Close

Geraldine's story

Every second Sunday, Geraldine and her younger brother waited for the visitors’ bus to arrive at the children’s home, but nobody ever came to see them.

They didn’t know that back home in the UK, their mother and grandparents were writing to the Immigration Department in Australia about them. They wrote again and again, over many years, asking to have the children returned.

The department refused to send them back, and Geraldine was never told that the family had made any contact. For all of those years, ‘I hated my mother ... thinking she’d just left us, and she didn’t’.

Geraldine’s family first came to Australia as part of an assisted migration scheme in the 1960s. When Geraldine’s father was unable to find work, they decided to return to the UK.

Her mother and sister went ahead, leaving nine-year-old Geraldine and her brothers with their father. He couldn’t look after them, so they were taken into care. They never saw him again.

The children were split up. Geraldine’s older brother went to a reception centre, whilst she and her little brother were sent to a government-run farm home in regional Victoria.

The children were cared for by ‘aunts’ at the home. ‘I can’t even remember how many aunts I had when I was in there, but some of them were just nasty, like really nasty.’

One time when Geraldine was in the shower, an aunt came in and prodded her developing breasts. ‘She was poking me with a stick, and telling me that I’d been with the boys.
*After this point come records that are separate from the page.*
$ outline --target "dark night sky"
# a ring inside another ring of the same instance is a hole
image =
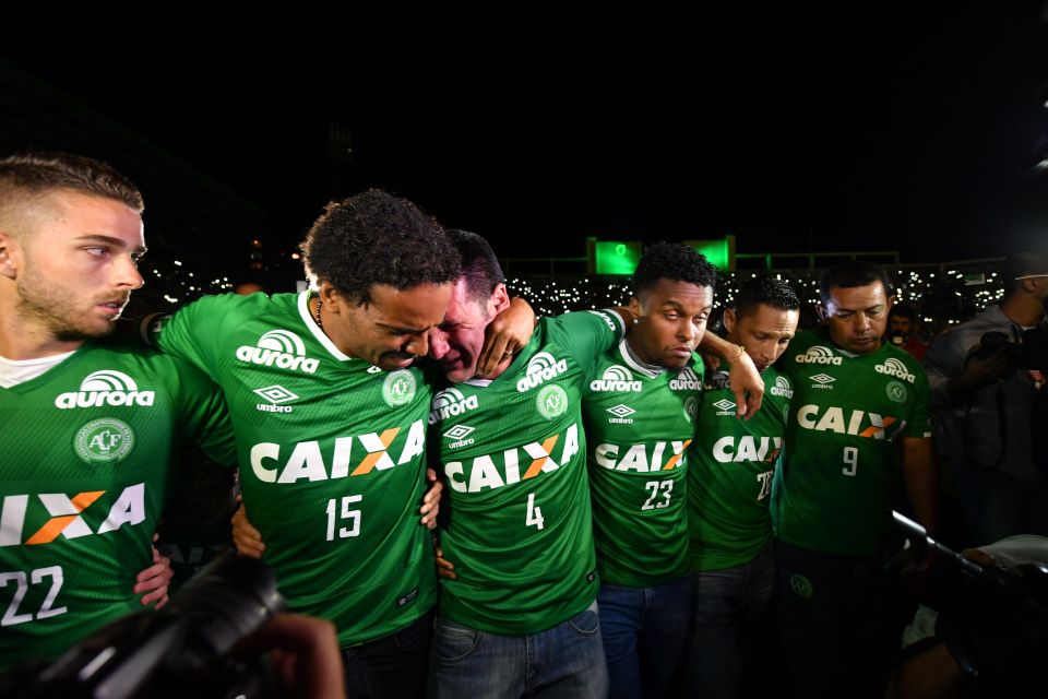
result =
[[[591,235],[904,261],[1048,245],[1048,179],[1025,176],[1048,137],[1043,3],[803,4],[59,3],[0,51],[289,246],[366,186],[514,257]]]

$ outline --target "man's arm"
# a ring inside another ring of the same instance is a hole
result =
[[[930,437],[902,438],[903,484],[917,521],[936,531],[938,490],[936,459]]]
[[[728,379],[737,405],[736,416],[747,419],[753,417],[764,400],[764,380],[750,355],[741,346],[708,330],[702,335],[699,346],[703,352],[720,357],[720,362],[730,367]]]

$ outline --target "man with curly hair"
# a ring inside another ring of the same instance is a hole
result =
[[[347,695],[417,696],[437,584],[416,518],[433,377],[414,360],[458,253],[379,190],[329,204],[302,251],[315,291],[205,297],[153,339],[223,388],[265,560],[293,609],[337,626]]]

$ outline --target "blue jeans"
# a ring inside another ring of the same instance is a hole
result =
[[[433,613],[400,631],[342,649],[347,699],[412,699],[426,690]]]
[[[610,697],[664,697],[680,660],[691,617],[691,581],[653,588],[600,583],[600,633]]]
[[[597,603],[539,633],[500,636],[437,617],[430,694],[451,699],[603,698],[608,670]]]
[[[775,587],[772,549],[741,566],[691,576],[695,591],[688,679],[691,696],[738,697],[742,663]]]

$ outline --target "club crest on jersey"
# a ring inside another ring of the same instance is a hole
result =
[[[121,461],[134,447],[131,426],[112,417],[93,419],[76,431],[73,449],[85,463]]]
[[[714,403],[713,406],[717,408],[717,415],[728,415],[729,417],[735,417],[735,403],[728,399],[723,398]]]
[[[906,368],[906,365],[902,363],[901,359],[896,357],[890,357],[884,360],[884,364],[878,364],[873,367],[873,370],[878,374],[886,374],[888,376],[894,376],[900,379],[905,379],[913,383],[917,380],[917,377],[909,372]]]
[[[475,411],[479,406],[476,395],[466,398],[462,391],[455,388],[438,391],[433,396],[432,411],[429,413],[429,424],[434,425],[440,420],[452,416],[462,415],[466,411]]]
[[[392,371],[382,383],[382,400],[390,407],[398,407],[415,398],[415,376],[407,369]]]
[[[476,427],[469,427],[468,425],[455,425],[444,433],[444,437],[452,440],[448,442],[448,448],[457,449],[458,447],[472,445],[475,440],[469,437],[469,435],[472,435],[476,429]]]
[[[643,390],[640,381],[633,380],[633,374],[619,365],[608,367],[604,376],[590,382],[591,391],[632,391]]]
[[[524,377],[516,382],[516,390],[523,393],[567,370],[567,359],[555,359],[548,352],[539,352],[527,363]]]
[[[898,381],[890,381],[889,384],[884,387],[884,393],[888,394],[889,400],[895,403],[905,403],[906,396],[908,395],[906,387]]]
[[[669,390],[671,391],[698,391],[702,388],[702,381],[691,367],[684,367],[677,375],[676,379],[670,379]]]
[[[775,386],[772,387],[772,395],[778,398],[794,398],[794,389],[789,387],[789,380],[784,376],[775,377]]]
[[[254,389],[254,392],[269,401],[269,404],[259,403],[254,406],[255,410],[262,411],[263,413],[290,413],[293,410],[291,406],[281,405],[281,403],[298,400],[298,395],[278,383],[267,386],[264,389]]]
[[[546,419],[553,419],[568,410],[568,392],[556,383],[544,386],[535,399],[535,407]]]
[[[833,350],[830,347],[812,345],[808,347],[808,352],[805,354],[799,354],[794,357],[794,362],[797,364],[832,364],[834,366],[841,366],[844,359],[842,357],[835,357]]]
[[[615,407],[609,407],[608,412],[612,415],[608,418],[608,422],[612,425],[632,425],[633,418],[630,417],[630,415],[636,413],[635,410],[622,403],[619,403]]]
[[[684,417],[688,418],[689,423],[695,422],[695,417],[699,415],[699,396],[689,395],[684,399]]]
[[[79,391],[60,393],[55,399],[55,407],[61,410],[102,407],[103,405],[150,407],[155,399],[155,392],[140,391],[138,383],[127,374],[114,369],[102,369],[88,374],[80,382]]]
[[[237,347],[237,359],[306,374],[314,374],[320,366],[320,359],[306,358],[306,344],[289,330],[271,330],[255,345]]]

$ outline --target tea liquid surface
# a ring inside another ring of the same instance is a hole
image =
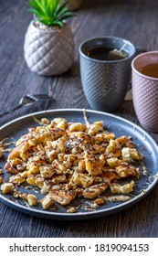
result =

I hadn’t been with the boys, but because of that, I thought I’d done something wrong.’

When she got her first period, she thought she was dying. ‘The aunt just threw a packet of pads at me and said I was a dirty girl.’
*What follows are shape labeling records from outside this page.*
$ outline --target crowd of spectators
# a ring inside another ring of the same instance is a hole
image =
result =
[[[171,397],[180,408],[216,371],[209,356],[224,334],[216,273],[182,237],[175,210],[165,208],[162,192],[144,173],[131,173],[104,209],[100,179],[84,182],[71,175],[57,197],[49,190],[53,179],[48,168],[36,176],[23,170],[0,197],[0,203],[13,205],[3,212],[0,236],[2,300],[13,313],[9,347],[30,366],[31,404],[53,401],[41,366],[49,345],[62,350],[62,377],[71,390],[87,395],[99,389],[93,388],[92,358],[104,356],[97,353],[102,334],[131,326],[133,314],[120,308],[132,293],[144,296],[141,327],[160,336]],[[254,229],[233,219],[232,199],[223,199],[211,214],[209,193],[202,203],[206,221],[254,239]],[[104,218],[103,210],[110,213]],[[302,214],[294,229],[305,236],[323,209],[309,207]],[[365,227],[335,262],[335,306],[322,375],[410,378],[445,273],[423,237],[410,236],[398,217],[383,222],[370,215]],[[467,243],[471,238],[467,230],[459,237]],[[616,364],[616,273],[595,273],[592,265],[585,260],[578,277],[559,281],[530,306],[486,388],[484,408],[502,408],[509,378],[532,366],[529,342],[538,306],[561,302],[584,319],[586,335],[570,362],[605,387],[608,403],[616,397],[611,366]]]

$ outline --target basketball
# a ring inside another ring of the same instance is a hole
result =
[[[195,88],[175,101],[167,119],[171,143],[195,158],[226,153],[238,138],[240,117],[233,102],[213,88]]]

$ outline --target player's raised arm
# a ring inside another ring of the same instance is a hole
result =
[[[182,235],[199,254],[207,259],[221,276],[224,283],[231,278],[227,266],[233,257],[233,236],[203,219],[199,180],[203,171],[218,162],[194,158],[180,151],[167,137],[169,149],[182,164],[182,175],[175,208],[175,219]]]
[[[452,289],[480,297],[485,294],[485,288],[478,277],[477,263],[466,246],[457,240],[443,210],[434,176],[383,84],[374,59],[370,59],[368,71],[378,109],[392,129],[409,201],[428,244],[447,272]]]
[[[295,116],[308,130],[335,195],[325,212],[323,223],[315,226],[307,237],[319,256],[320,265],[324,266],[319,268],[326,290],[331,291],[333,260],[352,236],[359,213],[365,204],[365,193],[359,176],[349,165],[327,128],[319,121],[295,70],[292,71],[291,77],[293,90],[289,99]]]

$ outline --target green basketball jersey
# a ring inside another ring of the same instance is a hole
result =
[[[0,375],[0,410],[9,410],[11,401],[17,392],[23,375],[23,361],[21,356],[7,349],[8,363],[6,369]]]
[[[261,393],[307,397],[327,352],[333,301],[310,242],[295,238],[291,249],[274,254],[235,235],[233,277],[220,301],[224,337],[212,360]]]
The children would be sent from the home on holiday placements, often on farms. They were usually worked hard, baling hay and milking cows. ‘And the men weren’t really pleasant. They used to try and get you when they could.’

Geraldine was sent to stay with Mr and Mrs Williams twice. Mrs Williams was kind, but Mr Williams sexually abused Geraldine by coming up behind her and groping her breasts and genitals.
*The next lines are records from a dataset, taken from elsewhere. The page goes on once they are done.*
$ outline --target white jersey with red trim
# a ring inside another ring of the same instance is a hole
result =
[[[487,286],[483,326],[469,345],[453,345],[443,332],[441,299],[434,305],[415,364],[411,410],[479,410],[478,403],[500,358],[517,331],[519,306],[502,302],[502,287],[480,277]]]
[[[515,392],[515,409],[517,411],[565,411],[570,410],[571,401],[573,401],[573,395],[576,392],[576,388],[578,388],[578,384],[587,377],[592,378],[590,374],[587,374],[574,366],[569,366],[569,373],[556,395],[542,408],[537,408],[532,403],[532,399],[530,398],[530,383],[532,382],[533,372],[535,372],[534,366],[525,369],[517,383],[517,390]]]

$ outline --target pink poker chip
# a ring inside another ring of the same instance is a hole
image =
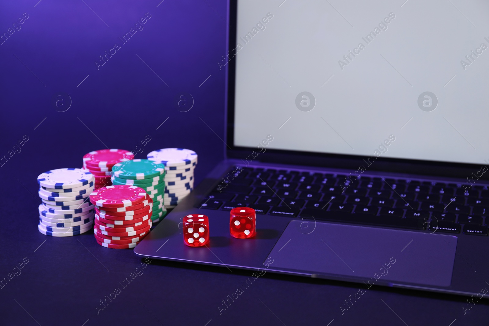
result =
[[[90,201],[101,207],[126,207],[142,202],[146,195],[144,189],[135,186],[107,186],[92,192]]]
[[[133,158],[134,154],[133,152],[125,150],[100,150],[85,154],[83,156],[83,164],[88,168],[91,166],[107,168]]]

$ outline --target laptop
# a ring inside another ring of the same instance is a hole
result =
[[[457,4],[231,0],[225,159],[136,254],[487,297],[489,4]]]

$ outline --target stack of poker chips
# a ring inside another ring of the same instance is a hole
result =
[[[163,148],[148,154],[148,159],[165,165],[166,189],[163,202],[167,208],[175,207],[194,189],[194,170],[197,154],[184,148]]]
[[[165,166],[145,159],[136,159],[117,163],[112,167],[113,185],[137,186],[144,190],[153,199],[153,222],[159,221],[166,215],[163,206],[165,191]]]
[[[83,156],[83,168],[95,176],[95,189],[110,186],[112,167],[134,158],[132,152],[112,149],[94,151]]]
[[[52,237],[84,233],[93,225],[93,209],[89,196],[94,178],[82,169],[58,169],[37,177],[39,196],[39,232]]]
[[[152,200],[138,187],[108,186],[93,191],[89,198],[95,205],[95,238],[101,246],[134,248],[153,225]]]

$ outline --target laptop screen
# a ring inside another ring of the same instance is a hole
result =
[[[404,1],[238,1],[234,145],[489,160],[489,2]]]

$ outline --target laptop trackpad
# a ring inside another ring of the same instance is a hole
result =
[[[457,240],[438,233],[294,220],[269,257],[276,268],[448,286]]]

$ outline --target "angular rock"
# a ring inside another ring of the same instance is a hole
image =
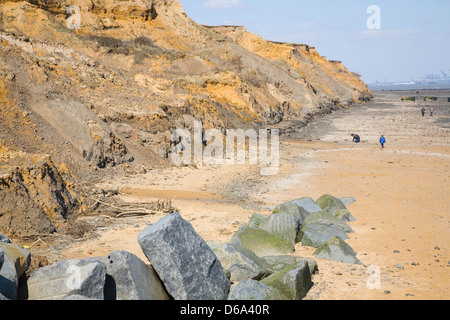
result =
[[[323,243],[334,237],[347,240],[347,233],[336,225],[328,225],[324,223],[308,223],[301,229],[302,246],[318,248]]]
[[[104,263],[105,300],[169,300],[156,272],[134,254],[116,251]]]
[[[295,199],[292,200],[291,202],[305,209],[308,213],[322,211],[322,209],[317,205],[317,203],[310,197]]]
[[[294,252],[294,245],[265,230],[242,226],[231,238],[236,248],[247,248],[258,257],[289,254]]]
[[[104,300],[106,266],[101,258],[62,261],[33,271],[28,278],[29,300]]]
[[[296,200],[289,201],[289,202],[286,202],[286,203],[276,206],[275,209],[272,211],[272,213],[273,214],[287,213],[287,214],[295,215],[298,218],[300,218],[300,220],[302,220],[302,221],[305,220],[306,217],[310,214],[309,211],[307,211],[303,207],[299,206],[297,204]]]
[[[222,265],[179,213],[139,234],[139,244],[175,300],[226,300],[231,283]]]
[[[259,229],[265,230],[270,234],[278,236],[292,244],[300,242],[298,233],[302,226],[302,220],[296,214],[275,213],[267,217],[259,225]]]
[[[316,200],[316,203],[323,211],[328,211],[331,213],[340,209],[347,209],[342,200],[329,194],[324,194],[323,196],[321,196]]]
[[[259,225],[261,224],[261,222],[264,221],[267,218],[268,217],[263,216],[262,214],[254,213],[251,216],[250,221],[248,222],[248,226],[252,227],[252,228],[258,228]]]
[[[288,300],[303,299],[312,286],[311,273],[306,260],[294,266],[288,266],[261,282],[277,289]]]
[[[297,256],[268,256],[264,257],[264,261],[267,262],[272,270],[275,272],[281,271],[286,267],[294,267],[299,262],[306,260],[308,262],[309,272],[311,275],[319,271],[317,261],[313,258],[304,258]]]
[[[288,300],[277,289],[252,279],[239,282],[230,292],[228,300]]]
[[[349,264],[361,264],[356,252],[342,239],[335,237],[322,244],[314,252],[318,259],[333,260]]]
[[[315,212],[310,214],[304,221],[304,225],[308,224],[324,224],[328,226],[335,226],[342,229],[346,233],[354,233],[353,229],[345,221],[336,218],[334,214],[327,211]]]
[[[350,213],[350,211],[348,211],[347,209],[339,209],[333,212],[333,215],[338,218],[341,219],[344,222],[351,222],[351,221],[355,221],[356,219],[352,216],[352,214]]]
[[[246,279],[261,280],[272,274],[269,265],[246,248],[237,249],[232,244],[208,243],[208,245],[225,271],[230,272],[232,282],[241,282]]]
[[[11,240],[7,236],[0,233],[0,242],[11,243]]]
[[[3,251],[3,264],[0,269],[0,294],[7,299],[16,300],[19,279],[31,264],[31,254],[21,247],[0,242]]]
A number of other times she was placed at Mary and Edward Bligh’s farm. Edward also sexually abused Geraldine. He molested another girl who was sent there, too. Geraldine doesn’t think that Mary ever knew what he did to them.

Geraldine refused to go on placements any more, to avoid the abuse. This upset her younger brother, as sometimes they would be placed together, and it was one of the few chances they got to spend time with each other.

She was asked to leave the home in her early teens. With nobody to turn to, she spent some time boarding in hostels, and living in a park. Feeling very alone, she attempted suicide. ‘I wasn’t coping, and I did run in front of a car.’

After being hospitalised, she began to get her life together and found stable housing. Her little brother moved in and she became his legal guardian.

‘All I ever wanted to do, when I left the home, was to get married and have a family.’ Her first husband was a violent man. For over a decade he beat her and their children. He told her that if she left ‘I’d go down the gutter where I belonged, because I had no family to take care of me’.

Geraldine did leave, though, and later remarried. She had more children with her second husband, and they also cared for a number of other kids.

As an adult she went looking for her father, but he had died by the time she found him. She later discovered her mother and sister were still living in the UK, and she speaks to her sister on the phone sometimes.

Geraldine requested her wardship files when she was in her 30s, after applying for a passport and being told she ‘didn’t exist’ in Australia. It was through her files that she learned her family had written all those years ago, wanting to bring her home.

There was even a court order in her files that ordered she should be sent back, although somehow this didn’t happen. Geraldine remembers that one time she and her brother were told they were being sent home. They packed their bags and waited, but nobody came for them.

Geraldine has struggled financially throughout her life, working poorly paid jobs as she didn’t get much education. She eventually received a small amount of compensation for her time in care.

When she was first at the home Geraldine played make-believe with her dolls, and ‘pretended that I was their real mother’. Today, family is still the most important thing in her life.

She told the Royal Commission it is ‘my family, my husband, my children’, that keep going through the hard times.

‘And I know a lot of people say, usually if you’ve had that upbringing you end up treating your children really bad, which I can’t understand ... I’ve always said, with my kids, I want them to have what I didn’t have, and to be the best mother I could possibly be.’